Auch die finanzielle Situation sei zu bedenken gewesen und nach
zielstrebigem Sparen und Dank der eingegangenen Spenden sei das
ehrgeizige Projekt zu Ende geführt worden. Mit seiner Realisierung
hatten sich Pfarrgemeinderat und Pfarrer, das Bauamt und der Künstler
Thomas Burhenne in der letzten Zeit besonders nachdrücklich befasst.
Als besonders bedeutsam sah Hornbach die aus drei Kontinenten
stammenden Steine an und zeigte sich überzeugt davon, dass sich
wohl
alle an die Formen und Farben des neuen Altars gewöhnen werden.

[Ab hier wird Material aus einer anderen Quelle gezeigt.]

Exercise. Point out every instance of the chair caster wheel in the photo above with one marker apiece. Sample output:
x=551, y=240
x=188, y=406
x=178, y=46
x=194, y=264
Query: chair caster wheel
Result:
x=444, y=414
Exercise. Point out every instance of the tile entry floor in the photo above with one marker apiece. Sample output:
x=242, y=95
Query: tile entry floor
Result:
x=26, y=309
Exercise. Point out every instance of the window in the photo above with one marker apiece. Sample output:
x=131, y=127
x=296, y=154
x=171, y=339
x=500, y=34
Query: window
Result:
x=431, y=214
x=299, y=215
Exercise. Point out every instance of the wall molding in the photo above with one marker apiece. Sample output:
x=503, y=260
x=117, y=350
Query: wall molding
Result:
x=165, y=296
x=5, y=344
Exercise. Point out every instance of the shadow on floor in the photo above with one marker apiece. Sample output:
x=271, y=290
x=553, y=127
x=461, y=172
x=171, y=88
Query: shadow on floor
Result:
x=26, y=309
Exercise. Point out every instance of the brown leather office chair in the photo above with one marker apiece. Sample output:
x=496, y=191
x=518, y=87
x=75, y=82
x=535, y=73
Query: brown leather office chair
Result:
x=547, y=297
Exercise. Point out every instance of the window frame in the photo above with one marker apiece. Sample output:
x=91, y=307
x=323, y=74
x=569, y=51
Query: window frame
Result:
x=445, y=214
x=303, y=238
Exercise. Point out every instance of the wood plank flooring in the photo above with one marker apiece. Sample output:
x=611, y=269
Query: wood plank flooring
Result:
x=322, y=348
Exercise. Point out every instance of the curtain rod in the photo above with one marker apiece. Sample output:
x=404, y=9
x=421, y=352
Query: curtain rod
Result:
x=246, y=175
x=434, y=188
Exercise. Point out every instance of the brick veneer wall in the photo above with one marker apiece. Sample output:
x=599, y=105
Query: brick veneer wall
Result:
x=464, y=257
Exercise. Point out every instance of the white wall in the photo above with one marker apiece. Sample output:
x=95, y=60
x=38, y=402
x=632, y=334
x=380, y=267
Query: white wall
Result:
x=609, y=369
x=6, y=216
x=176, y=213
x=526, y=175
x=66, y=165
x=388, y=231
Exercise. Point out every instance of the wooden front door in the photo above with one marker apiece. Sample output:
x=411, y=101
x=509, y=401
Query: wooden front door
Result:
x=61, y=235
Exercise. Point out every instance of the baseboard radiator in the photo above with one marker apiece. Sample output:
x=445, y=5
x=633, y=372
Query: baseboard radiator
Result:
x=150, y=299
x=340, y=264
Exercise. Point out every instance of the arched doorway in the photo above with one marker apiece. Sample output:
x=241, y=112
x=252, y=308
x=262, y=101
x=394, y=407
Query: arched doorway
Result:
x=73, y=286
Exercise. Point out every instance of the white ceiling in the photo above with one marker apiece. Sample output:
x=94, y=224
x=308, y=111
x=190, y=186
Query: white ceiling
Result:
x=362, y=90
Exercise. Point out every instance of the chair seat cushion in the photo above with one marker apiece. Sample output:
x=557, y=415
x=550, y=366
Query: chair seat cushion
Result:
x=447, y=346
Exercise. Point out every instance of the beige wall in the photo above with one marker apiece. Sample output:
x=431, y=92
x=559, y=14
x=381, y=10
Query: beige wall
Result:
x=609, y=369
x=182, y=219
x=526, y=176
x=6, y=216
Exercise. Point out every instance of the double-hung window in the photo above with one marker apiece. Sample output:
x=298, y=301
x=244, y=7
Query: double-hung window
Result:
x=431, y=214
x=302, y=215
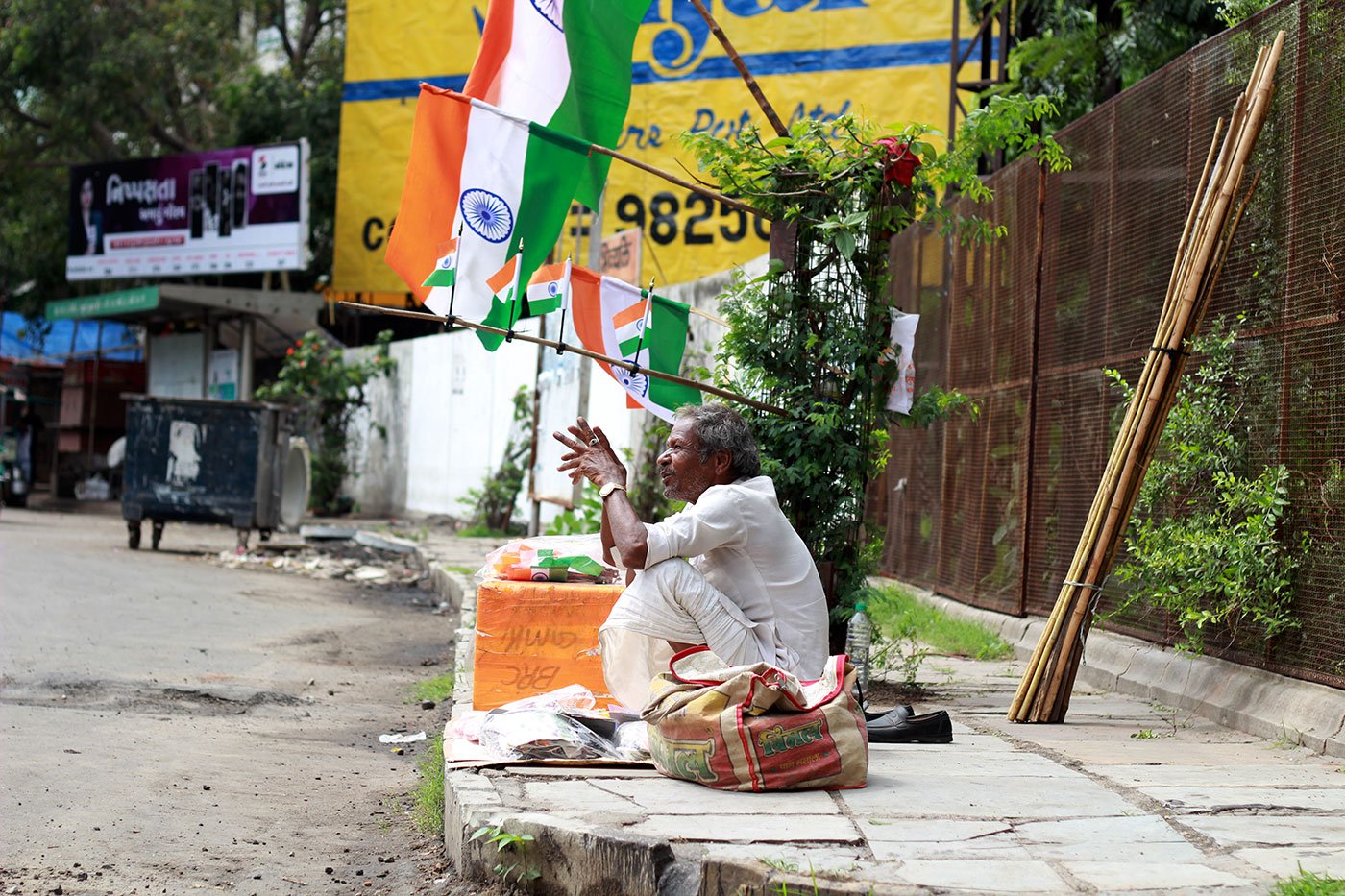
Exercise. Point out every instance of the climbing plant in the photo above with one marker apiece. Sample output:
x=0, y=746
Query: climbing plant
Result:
x=811, y=336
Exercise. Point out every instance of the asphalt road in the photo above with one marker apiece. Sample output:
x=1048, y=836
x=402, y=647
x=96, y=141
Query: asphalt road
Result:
x=170, y=725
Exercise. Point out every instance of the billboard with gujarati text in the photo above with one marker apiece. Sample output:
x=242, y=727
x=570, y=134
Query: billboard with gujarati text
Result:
x=813, y=58
x=215, y=211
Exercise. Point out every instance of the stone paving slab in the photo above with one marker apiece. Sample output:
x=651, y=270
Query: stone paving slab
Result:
x=1086, y=806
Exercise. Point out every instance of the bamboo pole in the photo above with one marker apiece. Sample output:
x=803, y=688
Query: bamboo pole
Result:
x=1203, y=248
x=1032, y=677
x=743, y=69
x=578, y=350
x=679, y=182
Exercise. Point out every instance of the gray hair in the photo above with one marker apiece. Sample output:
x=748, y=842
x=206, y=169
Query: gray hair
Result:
x=722, y=428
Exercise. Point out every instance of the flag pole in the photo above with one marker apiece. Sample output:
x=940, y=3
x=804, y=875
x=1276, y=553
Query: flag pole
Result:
x=619, y=157
x=514, y=298
x=645, y=327
x=457, y=264
x=565, y=305
x=679, y=182
x=743, y=70
x=578, y=350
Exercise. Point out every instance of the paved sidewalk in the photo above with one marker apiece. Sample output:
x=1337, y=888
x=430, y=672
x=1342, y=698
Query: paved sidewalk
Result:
x=1129, y=795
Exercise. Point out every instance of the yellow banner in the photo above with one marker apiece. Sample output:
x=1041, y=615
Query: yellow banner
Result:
x=813, y=58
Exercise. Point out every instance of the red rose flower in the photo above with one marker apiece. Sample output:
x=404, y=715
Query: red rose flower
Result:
x=901, y=161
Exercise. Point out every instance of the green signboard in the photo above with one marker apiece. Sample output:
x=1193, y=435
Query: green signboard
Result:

Weihbischof Dr. Bernd Uhl bedankte sich für die festliche Aufnahme
in
Bretzingen, das Willkommen der Musikkapelle und hielt Interesse am
seltenen Ereignis der Altarweihe für angebracht. Zunächst
jedoch
erinnerte er vor den weiteren Handlungen und der beeindruckenden
Gottesdienstfeier mit seiner gehaltvollen Predigt an das
Grundsakrament der Taufe.
In seiner Predigt stellte er den Hinweis an den Anfang, dass derjenige
Sorgen habe, der baut, denn das Bauen könne durchaus zu einer
Art
"Leidensgeschichte" werden. Auch in Bretzingen habe man
in Bezug auf
Maßnahmen an der Kirche in den letzten vier Jahrzehnten einiges
miterlebt, jetzt jedoch den wichtigen letzten Schritt getan und sei
am
Abschluss angelangt. Für die moderne Art der Lösung im Hinblick
auf
Zelebrationsaltar und Ambo sprach der Bischof seine Anerkennung aus,
zeigten die Bretzinger doch damit deutlich auf, dass sie mit der Zeit
lebten.
Er sagte allen Beteiligten Dank für ihren Einsatz, schloss Mitberater
und Förderer und den Künstler in den Dank mit ein und befasste
sich
dann in seinen weiteren Predigtworten mit Erläuterungen zur Bedeutung
des Altars, auf dessen Weihe sich die Pfarrgemeinde geistig bereits
vorbereitet habe. Der Bischof bewertete den Altar zunächst als
Ort der
Erinnerung und verband damit den Hinweis, dass vieles, was in
Erinnerung bleiben solle, immer wieder in Stein gemeißelt werde.
Er
brachte hierfür einige Beispiele und sah in jedem Altar zunächst
die
Erinnerung an den Mensch gewordenen Sohn Gottes, an dem Priester und
Gemeinde das Opfer Jesu sozusagen nachspielten und wo des Opfers Jesu
Christi auf Golgotha gedacht werde.
Am Altar als Ort der lebendigen Erinnerung seien die Menschen mit
Gott
verbunden, der dort entzündete Weihrauch steige nach oben und
stehe
für der Menschen Gebet. Erinnert wurden die Zuhörer an heidnische
Zeiten, in denen die römischen Kaiser damit ihre Anerkennung
gezeigt
haben wollten. Damals seien Entscheidungen gefordert gewesen, wobei
Märtyrer wie der Bretzinger Kirchenpatron St. Sebastian sich
gegen den
Kaiser und für Gott entschieden hätten und Jesus Christus
als wahrem
Herrn der Welt opferten.
Heute allerdings würden viele Menschen Gott beiseite lassen,
und den
Gottesdienst nicht mehr besuchen, was zur Folge habe, dass der Glaube
stirbt. Der Bischof warnte vor jeder Gleichgültigkeit und hielt
die
Entscheidung für empfehlenswert, zur Kirche zu gehen und sich
zu ihr
zu bekennen. Ihm ging es darum, die Treue zum Altar zu bewahren, weil
damit das Zusammenstehen auch besser klappe. Denn es sei ein
schlechtes Zeichen, dass nur wenige kommen, wenn zum Beispiel ein
Pfarrer den Tisch für viele bereitet habe.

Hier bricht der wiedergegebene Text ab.